Michael Quast präsentiert seine Operettenfassung zusammen mit Rhodri Britton mit allen komödiantischen Mitteln der Mimik und Gestik, wobei seine Grimassen bisweilen die Grenze zur Knallcharge verletzen. Doch das ist in dieser Inszenierung nicht schädlich, sondern geradezu förderlich, denn alles ist übertrieben und im höchsten Maße grotesk. Quasts Artikulation ist bei aller Grimassierung so klar, dass man die zahlreichen Pointen und Sottisen der Texte ausnahmslos mitbekommt. Diese Texte verlagern das Geschehen in heutige Milieus verschiedener „Couleur“, und Quast schafft es meisterlich, das jeweilige Milieu treffend zu karikieren. Darüber hinaus singt er nicht nur – und das durchaus gekonnt – sondern spielt auch die Geige, um zum Beispiel Euridykes Schmachten besser zum Ausdruck zu bringen. Dass er dabei falsche Töne einstreut, ist nicht mangelndem Können geschuldet sondern verstärkt gezielt die komische Wirkung. Natürlich waren diese „Katzentöne“ Rhodri Britton Anlass genug, mit der Geige davonzulaufen, als Quast beim Schlussapplaus Anstalten machte, eine Zugabe auf der Geige zu spielen…..

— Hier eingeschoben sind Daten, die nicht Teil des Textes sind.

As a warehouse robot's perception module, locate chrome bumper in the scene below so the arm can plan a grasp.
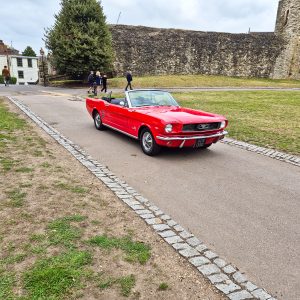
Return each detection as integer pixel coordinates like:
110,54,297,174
156,130,228,141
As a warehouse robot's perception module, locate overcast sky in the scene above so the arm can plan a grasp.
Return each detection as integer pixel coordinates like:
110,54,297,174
0,0,279,54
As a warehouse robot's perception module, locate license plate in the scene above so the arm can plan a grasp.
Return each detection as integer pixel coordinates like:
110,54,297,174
195,139,205,148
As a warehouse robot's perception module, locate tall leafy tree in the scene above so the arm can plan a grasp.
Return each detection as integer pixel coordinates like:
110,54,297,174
22,46,36,57
45,0,113,75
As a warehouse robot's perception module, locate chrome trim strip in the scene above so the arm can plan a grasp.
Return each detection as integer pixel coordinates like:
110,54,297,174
156,130,228,141
179,141,185,148
102,123,139,140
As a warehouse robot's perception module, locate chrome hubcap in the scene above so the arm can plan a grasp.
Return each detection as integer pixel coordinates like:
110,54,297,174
142,132,153,152
95,114,101,127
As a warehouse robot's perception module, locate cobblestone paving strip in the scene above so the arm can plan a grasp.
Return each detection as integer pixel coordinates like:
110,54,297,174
8,97,278,300
221,138,300,167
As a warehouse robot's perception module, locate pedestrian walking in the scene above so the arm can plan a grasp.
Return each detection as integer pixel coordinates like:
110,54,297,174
95,71,101,96
101,74,107,93
2,66,10,86
88,71,95,94
125,71,132,91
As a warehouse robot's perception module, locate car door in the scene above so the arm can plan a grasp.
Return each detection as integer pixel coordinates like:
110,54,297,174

Das Publikum war an diesem warmen Sommerabend begeistert und spendete nicht nur kräftigen Szenenapplaus, sondern beendete auch bisweilen im Chor die Verse, die Quast auf der Bühne vortrug. Das war vielleicht nicht immer im Sinne des Künstlers, zeigte aber, wie intensiv das Publikum mitging.